Cette paix voulue par tous exige cohésion nationale, un message qui prend de l’épaisseur ces derniers jours avec notamment les virées de l’opposant Fayulu. Bahati, lui, a supplié «les éventuels faucons, extrémistes, personnes aux cœurs d’acier et même les supposés courtisans de s’éloigner du Chef de l’Etat» afin d’épargner la vie des innocents. «Si nous sommes jaloux de conserver notre vie, acceptons qu’il en soit ainsi pour ces papas, ces mamans, ces jeunes, ces enfants qui sont fauchés sans raison en Ituri, au Nord Kivu et ailleurs», a-t-il insisté, non sans faire observer la minute de silence en mémoire des victimes de la barbarie rwandaise.

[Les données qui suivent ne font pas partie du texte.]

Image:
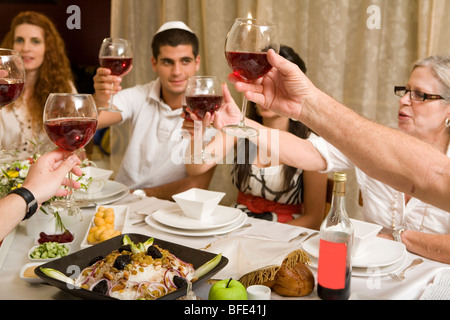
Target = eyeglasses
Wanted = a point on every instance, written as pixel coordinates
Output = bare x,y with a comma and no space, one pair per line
416,95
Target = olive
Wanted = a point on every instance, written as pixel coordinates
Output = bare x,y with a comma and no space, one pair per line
125,247
101,287
122,261
179,282
154,252
95,260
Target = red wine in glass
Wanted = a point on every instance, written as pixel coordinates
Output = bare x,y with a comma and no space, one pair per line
202,104
248,65
117,65
71,134
10,90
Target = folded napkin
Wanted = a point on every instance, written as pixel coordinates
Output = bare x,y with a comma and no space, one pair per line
253,259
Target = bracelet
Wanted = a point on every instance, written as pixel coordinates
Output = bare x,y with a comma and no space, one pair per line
29,198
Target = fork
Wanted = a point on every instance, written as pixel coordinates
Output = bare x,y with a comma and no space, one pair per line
401,276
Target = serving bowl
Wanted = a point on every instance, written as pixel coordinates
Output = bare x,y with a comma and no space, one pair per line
99,177
364,233
198,203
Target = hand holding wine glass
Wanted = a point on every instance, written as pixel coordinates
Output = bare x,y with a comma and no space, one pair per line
12,81
246,52
116,55
202,95
70,121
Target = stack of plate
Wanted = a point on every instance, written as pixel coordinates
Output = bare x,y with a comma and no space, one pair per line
381,257
172,220
111,192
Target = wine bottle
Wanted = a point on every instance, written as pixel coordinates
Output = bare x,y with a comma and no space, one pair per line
335,251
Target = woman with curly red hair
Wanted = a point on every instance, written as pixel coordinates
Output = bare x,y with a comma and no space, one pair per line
47,71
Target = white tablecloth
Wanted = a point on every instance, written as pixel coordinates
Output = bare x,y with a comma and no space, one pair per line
362,287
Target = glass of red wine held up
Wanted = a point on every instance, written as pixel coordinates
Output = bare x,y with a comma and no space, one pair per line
246,47
203,94
12,81
116,55
70,121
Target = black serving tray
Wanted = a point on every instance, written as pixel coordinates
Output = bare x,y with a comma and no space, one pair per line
77,261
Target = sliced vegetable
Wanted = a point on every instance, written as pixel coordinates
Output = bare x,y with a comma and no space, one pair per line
207,267
58,275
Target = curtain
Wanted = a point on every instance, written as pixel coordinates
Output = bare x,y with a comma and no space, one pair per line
355,50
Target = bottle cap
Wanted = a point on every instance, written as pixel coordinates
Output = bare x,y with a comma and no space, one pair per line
340,177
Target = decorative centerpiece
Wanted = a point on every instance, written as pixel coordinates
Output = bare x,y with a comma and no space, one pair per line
13,175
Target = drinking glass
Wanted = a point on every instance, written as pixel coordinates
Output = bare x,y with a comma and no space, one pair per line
12,81
116,55
203,94
70,121
246,52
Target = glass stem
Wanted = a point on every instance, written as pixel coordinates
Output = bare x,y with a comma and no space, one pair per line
243,112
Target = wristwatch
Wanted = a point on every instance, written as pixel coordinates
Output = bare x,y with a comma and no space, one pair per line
29,198
397,234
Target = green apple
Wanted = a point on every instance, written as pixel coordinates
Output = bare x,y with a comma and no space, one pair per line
227,289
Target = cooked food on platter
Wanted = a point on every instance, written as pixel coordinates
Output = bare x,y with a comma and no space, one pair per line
133,270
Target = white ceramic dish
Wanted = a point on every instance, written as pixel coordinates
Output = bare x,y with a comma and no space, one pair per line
33,279
371,271
196,233
99,177
364,233
380,252
198,203
111,189
48,259
174,217
120,217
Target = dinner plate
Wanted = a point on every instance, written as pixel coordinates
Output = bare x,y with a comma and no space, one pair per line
80,259
174,217
380,252
111,189
371,271
197,233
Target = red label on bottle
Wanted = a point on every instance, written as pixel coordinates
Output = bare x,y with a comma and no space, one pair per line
332,265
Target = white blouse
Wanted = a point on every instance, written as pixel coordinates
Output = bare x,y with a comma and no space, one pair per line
382,201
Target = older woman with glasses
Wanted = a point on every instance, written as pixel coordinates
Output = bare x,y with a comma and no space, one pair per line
424,113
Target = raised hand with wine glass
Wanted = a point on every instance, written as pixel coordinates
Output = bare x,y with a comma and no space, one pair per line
246,52
203,94
116,55
12,81
70,121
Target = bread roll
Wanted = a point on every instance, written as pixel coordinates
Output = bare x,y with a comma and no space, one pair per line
297,281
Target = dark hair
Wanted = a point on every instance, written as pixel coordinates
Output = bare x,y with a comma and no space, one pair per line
174,38
295,127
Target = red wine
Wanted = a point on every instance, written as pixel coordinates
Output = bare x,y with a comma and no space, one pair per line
202,104
117,65
10,90
336,294
71,134
248,65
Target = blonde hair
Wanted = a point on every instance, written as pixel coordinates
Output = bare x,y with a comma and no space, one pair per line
55,74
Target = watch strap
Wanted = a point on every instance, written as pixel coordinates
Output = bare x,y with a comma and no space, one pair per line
29,198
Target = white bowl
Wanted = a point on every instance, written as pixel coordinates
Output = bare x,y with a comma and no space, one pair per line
364,233
198,203
99,177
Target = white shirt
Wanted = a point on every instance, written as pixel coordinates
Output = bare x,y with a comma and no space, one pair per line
155,152
379,198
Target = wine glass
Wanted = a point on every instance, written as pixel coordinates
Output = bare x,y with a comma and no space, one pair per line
70,121
203,94
116,55
12,81
246,52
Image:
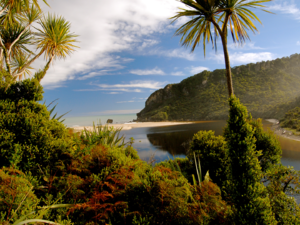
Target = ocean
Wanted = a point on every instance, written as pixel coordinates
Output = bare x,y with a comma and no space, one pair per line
101,119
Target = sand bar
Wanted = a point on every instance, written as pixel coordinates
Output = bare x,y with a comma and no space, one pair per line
128,126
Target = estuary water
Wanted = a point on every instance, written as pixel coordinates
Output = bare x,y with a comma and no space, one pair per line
88,120
162,143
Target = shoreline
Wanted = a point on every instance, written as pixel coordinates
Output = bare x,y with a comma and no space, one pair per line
281,132
128,126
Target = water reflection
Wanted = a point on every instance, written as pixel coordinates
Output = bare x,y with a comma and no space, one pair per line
171,139
164,142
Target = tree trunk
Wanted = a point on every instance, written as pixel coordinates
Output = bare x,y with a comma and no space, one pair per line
223,34
227,64
45,69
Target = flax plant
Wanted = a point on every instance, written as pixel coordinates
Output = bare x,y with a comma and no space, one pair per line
210,19
104,135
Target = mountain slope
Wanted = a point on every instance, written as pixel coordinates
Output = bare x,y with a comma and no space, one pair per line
268,89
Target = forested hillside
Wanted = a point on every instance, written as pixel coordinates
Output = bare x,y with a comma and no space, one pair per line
268,89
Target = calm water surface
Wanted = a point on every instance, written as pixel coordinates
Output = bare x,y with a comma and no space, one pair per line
164,142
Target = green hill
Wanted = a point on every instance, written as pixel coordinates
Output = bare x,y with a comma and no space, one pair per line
268,89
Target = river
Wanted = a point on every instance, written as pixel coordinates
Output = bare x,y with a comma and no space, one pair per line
162,143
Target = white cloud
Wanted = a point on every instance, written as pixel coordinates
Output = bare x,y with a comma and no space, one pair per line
155,71
198,69
245,46
175,53
108,112
244,58
178,73
286,7
107,28
130,101
133,86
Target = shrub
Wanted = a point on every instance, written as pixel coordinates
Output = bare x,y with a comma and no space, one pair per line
252,206
212,151
267,143
17,197
29,139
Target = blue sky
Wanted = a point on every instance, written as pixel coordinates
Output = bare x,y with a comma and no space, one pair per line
127,51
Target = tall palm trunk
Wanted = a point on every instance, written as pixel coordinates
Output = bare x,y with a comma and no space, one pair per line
223,34
43,73
227,64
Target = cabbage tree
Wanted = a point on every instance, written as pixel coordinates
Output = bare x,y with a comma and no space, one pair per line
209,19
26,34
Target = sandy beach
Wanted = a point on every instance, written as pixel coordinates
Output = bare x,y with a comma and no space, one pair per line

Lui-même originaire de la région du Kivu, Bahati garde frais dans sa mémoire la genèse de cette crise, vieille de 30 ans quand la RD-Congo a accepté d’héberger des réfugiés rwandais. «Notre pays paie le prix de son hospitalité. Les efforts fournis jusque-là par le gouvernement de notre pays pour mettre fin à cette guerre d’agression n’ont pas donné des résultats satisfaisants à cause des trahisons et des  complicités internes», a-t-il déploré, proposant en même temps d’assainir les troupes en général et les officiers en particulier afin de migrer vers une armée républicaine et dissuasive.

Pour gagner cette guerre, Bahati a plaidé pour une «attention particulière» à l’endroit des hommes et femmes en uniforme servant sous le drapeau, tout en renforçant la bonne gouvernance notamment par l’accentuation de la lutte contre la corruption et l’impunité qui, selon lui, demeure un grand fléau en RD-Congo.